1943(昭和18)年7月1日、藤沢市片瀬に生まれる。小学生の頃から田澤茂[たざわ・しげる]が主宰する「どんぐり美術会」に通う。1963年、早稲田大学第一文学部文学科美術専修に入学。学内サークルの「美術研究会」に所属。1966年、夢土画廊(東京・銀座)にて個展開催。以降、個展多数。1975年、フランス・パリにてグループ展開催。以降、海外での作品発表多数。1976年、5月より翌年4月までオランダ、アムステルダムに留学。1978年、第1回現代童画会展にて佳作賞を受賞。
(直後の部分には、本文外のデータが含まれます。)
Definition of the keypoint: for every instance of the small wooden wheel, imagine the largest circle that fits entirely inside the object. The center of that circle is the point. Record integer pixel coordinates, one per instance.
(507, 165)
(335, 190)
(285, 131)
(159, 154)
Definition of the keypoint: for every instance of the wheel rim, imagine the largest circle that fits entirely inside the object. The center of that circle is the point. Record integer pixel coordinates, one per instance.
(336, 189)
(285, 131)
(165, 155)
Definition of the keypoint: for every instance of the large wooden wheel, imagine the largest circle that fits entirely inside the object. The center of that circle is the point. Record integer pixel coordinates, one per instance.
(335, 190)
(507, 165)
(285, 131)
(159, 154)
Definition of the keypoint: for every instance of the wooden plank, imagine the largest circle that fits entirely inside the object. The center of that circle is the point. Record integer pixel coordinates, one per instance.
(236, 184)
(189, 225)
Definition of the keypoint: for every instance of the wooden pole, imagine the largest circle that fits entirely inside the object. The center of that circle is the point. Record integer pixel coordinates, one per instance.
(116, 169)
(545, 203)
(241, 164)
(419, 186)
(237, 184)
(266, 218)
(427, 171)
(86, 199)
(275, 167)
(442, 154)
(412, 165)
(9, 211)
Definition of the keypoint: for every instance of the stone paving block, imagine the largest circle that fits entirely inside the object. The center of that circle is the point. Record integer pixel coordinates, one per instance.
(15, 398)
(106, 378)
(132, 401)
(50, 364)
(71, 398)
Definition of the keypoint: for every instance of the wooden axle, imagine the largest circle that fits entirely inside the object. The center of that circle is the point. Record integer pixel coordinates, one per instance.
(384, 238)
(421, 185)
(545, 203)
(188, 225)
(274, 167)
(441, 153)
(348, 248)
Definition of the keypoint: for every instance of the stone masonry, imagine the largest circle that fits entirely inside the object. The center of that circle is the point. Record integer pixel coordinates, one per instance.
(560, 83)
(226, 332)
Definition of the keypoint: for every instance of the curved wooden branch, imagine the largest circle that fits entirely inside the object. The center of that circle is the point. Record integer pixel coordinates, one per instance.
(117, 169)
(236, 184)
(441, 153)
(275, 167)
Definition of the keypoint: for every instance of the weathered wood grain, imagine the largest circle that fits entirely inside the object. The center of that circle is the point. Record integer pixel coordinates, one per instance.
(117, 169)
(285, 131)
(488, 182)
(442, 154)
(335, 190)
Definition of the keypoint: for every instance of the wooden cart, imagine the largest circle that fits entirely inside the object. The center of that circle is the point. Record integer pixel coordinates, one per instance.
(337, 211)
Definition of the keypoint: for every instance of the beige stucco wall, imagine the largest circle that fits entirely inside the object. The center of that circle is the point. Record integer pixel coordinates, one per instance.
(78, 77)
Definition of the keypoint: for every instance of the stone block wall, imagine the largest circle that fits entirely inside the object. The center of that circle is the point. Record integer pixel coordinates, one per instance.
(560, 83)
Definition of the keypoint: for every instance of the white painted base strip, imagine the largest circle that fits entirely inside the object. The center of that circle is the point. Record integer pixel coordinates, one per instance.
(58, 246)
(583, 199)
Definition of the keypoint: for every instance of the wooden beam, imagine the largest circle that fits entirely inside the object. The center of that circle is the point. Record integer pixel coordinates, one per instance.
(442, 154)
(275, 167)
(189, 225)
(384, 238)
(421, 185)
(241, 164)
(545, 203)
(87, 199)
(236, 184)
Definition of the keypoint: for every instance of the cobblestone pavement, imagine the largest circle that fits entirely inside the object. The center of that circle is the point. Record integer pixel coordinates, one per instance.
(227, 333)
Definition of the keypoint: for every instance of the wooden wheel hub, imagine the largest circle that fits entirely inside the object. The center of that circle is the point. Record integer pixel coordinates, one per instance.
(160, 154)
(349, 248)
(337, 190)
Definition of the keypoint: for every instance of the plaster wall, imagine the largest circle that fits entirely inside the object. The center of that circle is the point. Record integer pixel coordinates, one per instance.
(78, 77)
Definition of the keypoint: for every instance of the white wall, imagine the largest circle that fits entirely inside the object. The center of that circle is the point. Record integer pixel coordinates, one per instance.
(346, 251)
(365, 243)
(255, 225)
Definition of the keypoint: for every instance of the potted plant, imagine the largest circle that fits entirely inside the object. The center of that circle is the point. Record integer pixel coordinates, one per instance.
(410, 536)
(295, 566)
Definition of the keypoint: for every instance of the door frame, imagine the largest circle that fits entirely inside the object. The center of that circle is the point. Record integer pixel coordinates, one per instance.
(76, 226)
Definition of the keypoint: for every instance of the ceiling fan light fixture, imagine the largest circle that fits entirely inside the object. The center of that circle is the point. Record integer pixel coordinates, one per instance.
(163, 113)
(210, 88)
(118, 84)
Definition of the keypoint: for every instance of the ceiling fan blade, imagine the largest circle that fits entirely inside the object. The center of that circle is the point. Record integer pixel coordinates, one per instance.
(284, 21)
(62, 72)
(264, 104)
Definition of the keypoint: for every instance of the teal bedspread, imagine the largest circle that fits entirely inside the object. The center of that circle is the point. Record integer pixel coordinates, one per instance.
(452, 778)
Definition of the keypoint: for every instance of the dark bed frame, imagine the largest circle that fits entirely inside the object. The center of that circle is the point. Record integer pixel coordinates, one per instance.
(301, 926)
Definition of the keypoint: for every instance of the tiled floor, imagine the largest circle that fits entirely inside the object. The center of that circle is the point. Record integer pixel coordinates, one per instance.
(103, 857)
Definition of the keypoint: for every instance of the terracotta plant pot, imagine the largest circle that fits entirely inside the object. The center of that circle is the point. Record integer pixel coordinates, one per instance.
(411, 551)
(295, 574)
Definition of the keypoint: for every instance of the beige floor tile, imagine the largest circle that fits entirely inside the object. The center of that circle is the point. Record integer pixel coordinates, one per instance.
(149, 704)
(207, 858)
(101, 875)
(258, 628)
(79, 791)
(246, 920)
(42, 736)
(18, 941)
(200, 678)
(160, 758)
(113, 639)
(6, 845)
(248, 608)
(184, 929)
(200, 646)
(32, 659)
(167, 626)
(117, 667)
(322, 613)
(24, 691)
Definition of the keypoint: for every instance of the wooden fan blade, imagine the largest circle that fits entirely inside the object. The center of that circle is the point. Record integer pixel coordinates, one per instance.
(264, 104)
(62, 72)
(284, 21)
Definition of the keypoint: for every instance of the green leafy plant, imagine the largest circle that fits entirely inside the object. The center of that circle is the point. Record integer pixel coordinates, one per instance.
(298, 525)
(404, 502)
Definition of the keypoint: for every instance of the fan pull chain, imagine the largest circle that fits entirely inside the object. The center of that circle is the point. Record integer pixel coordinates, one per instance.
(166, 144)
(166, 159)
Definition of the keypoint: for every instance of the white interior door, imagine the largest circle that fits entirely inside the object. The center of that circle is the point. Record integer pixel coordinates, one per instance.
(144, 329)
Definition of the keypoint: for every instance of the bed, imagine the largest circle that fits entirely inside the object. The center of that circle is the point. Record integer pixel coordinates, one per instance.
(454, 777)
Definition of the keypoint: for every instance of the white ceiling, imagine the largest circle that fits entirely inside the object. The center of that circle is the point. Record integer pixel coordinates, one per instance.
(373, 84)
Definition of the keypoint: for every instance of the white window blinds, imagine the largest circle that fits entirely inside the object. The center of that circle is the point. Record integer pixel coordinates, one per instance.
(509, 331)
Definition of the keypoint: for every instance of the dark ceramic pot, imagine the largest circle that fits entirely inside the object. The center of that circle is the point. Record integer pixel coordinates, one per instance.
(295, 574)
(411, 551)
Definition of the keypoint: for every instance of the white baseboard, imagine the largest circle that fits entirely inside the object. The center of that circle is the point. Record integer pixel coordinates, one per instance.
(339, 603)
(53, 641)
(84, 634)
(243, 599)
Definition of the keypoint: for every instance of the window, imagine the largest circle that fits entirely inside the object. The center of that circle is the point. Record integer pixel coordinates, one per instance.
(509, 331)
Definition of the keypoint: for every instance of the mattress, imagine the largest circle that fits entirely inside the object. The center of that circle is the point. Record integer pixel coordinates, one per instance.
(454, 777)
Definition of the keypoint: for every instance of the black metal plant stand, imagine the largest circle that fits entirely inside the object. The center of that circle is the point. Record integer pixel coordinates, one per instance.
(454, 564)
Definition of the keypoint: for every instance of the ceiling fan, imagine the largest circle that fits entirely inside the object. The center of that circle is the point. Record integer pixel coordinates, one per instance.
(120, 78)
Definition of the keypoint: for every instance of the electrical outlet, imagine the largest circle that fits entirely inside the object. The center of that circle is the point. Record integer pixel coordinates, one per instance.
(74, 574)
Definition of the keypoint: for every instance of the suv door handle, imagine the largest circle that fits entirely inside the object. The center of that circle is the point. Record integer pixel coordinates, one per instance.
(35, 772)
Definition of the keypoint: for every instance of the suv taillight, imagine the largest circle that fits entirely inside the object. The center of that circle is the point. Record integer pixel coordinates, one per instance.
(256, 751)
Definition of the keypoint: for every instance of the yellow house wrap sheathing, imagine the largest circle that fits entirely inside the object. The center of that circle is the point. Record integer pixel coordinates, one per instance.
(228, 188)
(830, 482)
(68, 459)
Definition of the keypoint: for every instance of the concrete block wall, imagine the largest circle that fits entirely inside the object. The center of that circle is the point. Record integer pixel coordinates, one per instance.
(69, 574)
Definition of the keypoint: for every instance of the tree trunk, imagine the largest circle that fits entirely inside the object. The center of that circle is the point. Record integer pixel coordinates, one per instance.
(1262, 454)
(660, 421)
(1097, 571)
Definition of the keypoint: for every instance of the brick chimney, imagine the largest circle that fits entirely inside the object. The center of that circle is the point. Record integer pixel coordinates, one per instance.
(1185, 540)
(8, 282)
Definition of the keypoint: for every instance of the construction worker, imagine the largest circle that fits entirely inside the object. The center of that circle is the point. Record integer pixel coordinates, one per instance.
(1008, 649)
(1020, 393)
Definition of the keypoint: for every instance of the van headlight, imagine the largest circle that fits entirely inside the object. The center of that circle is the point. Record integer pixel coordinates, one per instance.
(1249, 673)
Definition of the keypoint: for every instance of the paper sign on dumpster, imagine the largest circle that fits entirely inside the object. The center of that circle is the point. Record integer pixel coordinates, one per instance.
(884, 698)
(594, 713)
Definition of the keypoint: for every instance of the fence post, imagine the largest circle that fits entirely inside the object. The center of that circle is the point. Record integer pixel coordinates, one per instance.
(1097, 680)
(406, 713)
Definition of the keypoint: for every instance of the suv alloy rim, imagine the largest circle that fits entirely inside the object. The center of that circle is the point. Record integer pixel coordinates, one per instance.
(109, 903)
1983年、宝生寺(茅ヶ崎・西久保)の壁画「孔雀明王図」が完成する。以降、西念寺(鎌倉・岩瀬)、勧行寺(鎌倉・腰越)、妙福寺(藤沢・打戻)ほかの壁画や天井画を多く手がける。1985年、宮沢賢治の童話に絵を添えた『おきなぐさ』を出版。カバー前袖の文章は澁澤龍彦。1988年、文化庁芸術家在外研修員、日米芸術家交換計画日本側派遣芸術家としてニューヨークにて研修。1996年、神奈川県民ホールギャラリーにて現代作家シリーズ‘96「島谷晃展 夢幻の世界・リアルな眼差し」が開催される。2001年、池田20世紀美術館(静岡・伊東)にて「島谷晃の世界 鳥になった画家」が開催される。2010(平成22)年5月21日、脳溢血のため逝去。2015年、茅ヶ崎市美術館にて企画展「―まぼろしの翼― 島谷晃展」が開催される。